2. Cannon getting some LT work: We know not to read too much into things in a spring voluntary practice, as players are moved around based on the absences or limitations of others. Still, it seemed somewhat notable that four-year veteran Marcus Cannon took his reps at left tackle, a result of starter Nate Solder being held out of drills. When we think of Cannon, it’s usually through the lens of right tackle/right guard. Perhaps he factors into the mix as a swing possibility this season, providing some insurance on the left side as well. He started 12 games at left tackle at Texas Christian, but was primarily a right tackle in college (24 starts).

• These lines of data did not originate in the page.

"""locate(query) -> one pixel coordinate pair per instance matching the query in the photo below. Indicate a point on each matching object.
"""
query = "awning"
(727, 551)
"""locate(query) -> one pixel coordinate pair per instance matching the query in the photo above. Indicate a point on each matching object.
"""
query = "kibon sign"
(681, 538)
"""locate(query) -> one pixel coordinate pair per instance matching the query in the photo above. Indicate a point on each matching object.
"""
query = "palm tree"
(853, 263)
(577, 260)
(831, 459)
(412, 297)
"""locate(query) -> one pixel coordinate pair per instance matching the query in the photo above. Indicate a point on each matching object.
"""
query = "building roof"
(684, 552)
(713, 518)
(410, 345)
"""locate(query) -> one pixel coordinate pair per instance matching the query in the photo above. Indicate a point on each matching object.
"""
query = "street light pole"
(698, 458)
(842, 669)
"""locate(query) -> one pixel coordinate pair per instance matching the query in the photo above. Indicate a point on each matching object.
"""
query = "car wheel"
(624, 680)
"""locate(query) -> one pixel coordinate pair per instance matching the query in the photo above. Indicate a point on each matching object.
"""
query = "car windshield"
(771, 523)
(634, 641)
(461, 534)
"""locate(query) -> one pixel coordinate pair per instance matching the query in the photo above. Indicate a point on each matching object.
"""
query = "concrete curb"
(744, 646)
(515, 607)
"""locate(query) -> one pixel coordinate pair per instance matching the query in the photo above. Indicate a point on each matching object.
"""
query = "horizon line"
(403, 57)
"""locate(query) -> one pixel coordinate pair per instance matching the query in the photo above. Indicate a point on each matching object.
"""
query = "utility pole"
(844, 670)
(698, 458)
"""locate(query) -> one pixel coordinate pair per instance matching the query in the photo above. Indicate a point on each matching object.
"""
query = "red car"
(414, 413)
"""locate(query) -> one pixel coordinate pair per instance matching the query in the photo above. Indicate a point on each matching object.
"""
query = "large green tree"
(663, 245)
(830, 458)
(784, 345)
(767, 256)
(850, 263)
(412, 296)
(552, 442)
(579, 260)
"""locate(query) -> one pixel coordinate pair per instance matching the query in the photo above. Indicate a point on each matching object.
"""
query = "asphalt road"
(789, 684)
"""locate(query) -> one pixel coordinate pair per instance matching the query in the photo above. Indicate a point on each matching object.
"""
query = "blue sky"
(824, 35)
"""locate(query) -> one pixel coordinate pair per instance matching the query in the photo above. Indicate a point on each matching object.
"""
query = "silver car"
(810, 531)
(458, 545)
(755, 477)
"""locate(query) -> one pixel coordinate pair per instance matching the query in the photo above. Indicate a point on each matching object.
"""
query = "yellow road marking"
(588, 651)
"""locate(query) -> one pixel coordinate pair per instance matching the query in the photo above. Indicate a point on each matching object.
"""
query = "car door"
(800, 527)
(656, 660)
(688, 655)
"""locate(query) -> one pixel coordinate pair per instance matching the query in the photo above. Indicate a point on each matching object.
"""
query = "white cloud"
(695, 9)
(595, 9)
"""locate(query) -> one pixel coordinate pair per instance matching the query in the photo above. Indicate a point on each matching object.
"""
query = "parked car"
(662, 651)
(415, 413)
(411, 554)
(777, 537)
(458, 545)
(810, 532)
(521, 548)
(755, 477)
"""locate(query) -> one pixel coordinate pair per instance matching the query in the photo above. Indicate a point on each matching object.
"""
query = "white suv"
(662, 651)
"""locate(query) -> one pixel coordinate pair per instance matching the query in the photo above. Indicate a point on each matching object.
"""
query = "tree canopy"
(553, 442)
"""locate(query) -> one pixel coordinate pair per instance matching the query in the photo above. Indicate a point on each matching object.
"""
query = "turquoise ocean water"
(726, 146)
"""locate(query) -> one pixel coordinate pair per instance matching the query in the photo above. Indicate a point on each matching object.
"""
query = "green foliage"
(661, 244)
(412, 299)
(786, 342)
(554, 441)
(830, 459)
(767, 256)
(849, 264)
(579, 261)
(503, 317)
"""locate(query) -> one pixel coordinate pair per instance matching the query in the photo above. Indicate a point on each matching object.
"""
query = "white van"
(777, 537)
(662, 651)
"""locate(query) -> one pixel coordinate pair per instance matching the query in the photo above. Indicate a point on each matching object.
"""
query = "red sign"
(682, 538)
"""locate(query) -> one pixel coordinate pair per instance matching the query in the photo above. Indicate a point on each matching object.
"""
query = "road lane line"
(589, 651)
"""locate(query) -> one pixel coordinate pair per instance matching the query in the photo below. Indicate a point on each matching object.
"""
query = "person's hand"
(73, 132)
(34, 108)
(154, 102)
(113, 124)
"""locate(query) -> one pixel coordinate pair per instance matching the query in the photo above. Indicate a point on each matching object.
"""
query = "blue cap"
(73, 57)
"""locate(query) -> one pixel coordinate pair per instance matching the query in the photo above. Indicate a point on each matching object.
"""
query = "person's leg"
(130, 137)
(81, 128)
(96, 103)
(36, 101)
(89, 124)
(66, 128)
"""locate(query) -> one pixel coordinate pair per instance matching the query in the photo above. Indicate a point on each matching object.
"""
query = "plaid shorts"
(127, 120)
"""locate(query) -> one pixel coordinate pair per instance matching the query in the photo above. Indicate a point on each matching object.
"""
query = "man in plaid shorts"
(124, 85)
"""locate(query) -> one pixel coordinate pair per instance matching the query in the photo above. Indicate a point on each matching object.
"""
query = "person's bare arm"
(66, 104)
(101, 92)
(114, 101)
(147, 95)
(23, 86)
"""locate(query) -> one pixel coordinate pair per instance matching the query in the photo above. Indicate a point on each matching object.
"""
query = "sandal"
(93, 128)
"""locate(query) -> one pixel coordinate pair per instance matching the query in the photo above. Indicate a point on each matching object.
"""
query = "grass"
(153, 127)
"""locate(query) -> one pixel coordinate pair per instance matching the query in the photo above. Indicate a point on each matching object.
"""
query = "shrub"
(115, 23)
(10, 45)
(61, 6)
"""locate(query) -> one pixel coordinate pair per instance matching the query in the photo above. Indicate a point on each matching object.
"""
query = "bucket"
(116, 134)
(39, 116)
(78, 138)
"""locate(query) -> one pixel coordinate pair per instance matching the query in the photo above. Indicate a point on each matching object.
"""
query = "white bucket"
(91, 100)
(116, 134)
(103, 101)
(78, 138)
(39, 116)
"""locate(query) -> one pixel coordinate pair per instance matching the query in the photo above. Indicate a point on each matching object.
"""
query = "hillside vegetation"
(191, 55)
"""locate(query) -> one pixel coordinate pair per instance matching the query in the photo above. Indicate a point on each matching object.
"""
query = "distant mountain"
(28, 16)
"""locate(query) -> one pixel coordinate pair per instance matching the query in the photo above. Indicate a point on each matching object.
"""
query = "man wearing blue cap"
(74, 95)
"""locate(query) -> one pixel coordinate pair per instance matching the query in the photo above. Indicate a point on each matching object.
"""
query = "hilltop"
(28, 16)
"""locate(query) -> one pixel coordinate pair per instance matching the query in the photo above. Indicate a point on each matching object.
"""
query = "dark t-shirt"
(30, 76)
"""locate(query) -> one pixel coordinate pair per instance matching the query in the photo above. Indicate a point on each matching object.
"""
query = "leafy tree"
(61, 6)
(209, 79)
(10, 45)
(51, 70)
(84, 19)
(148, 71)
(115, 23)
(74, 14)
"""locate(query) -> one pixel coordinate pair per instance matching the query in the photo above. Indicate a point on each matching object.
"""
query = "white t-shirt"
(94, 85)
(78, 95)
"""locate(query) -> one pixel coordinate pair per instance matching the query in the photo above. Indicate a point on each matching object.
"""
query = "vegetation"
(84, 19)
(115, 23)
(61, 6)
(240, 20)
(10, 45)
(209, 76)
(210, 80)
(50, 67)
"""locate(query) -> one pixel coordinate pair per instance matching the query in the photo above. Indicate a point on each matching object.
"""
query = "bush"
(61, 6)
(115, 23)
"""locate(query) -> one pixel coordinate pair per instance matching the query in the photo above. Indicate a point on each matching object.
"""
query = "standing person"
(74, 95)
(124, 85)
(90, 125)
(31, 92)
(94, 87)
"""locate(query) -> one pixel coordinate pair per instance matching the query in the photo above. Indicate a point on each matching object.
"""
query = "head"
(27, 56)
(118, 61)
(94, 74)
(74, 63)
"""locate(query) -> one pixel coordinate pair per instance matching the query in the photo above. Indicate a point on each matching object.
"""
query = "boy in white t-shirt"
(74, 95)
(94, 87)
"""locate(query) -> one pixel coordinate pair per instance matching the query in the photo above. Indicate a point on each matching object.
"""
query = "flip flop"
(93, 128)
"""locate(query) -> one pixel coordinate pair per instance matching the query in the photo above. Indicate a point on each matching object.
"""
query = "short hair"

Cannon has become a valuable lineman for the Patriots in recent years, and that stood out on the practice field.
3. Brady the coach: Watching quarterback Tom Brady work at his craft, and also push others, is the norm in this setting. We saw it again when receivers were running "go" routes against air (no defenders) and Brady wasn't pleased when several of them slowed down. Brady's booming voice could be heard across the practice fields, imploring the receivers to do better. Brady is as hard-driving in his approach as ever.
4. Lombardi and Belichick link. When media members arrived for practice, and players were going through their warm-up, Bill Belichick stood on the side of the field chatting with Michael Lombardi, whose official title is assistant to the coaching staff. Lombardi, the former Cleveland Browns general manager, has always been a trusted sounding board for Belichick, and that was visible for everyone to see at the start of practice.
5. Following up on our five. Leading into practice, we highlighted five players we wanted to follow up on based on their limitations in some form last season. Here is the rundown:
DT Armond Armstead -- Was on the field with his teammates, a sign that he is at a point that should put him in position to compete for a role as an interior pocket-pusher. He is still limited in his work.
WR Mark Harrison -- The first-year receiver who missed all of last season with a foot injury was on the field and practiced in full. He had one noticeable drop, but we’re not going to hold it against him in this setting. He hasn’t played football for a year and is clearly still getting back into the groove.
WR Josh Boyce -- Second-year receiver practiced in full.
TE D.J. Williams -- Top “move” tight end on the depth chart watched most of the practice from the sideline, likely because of some minor ailment.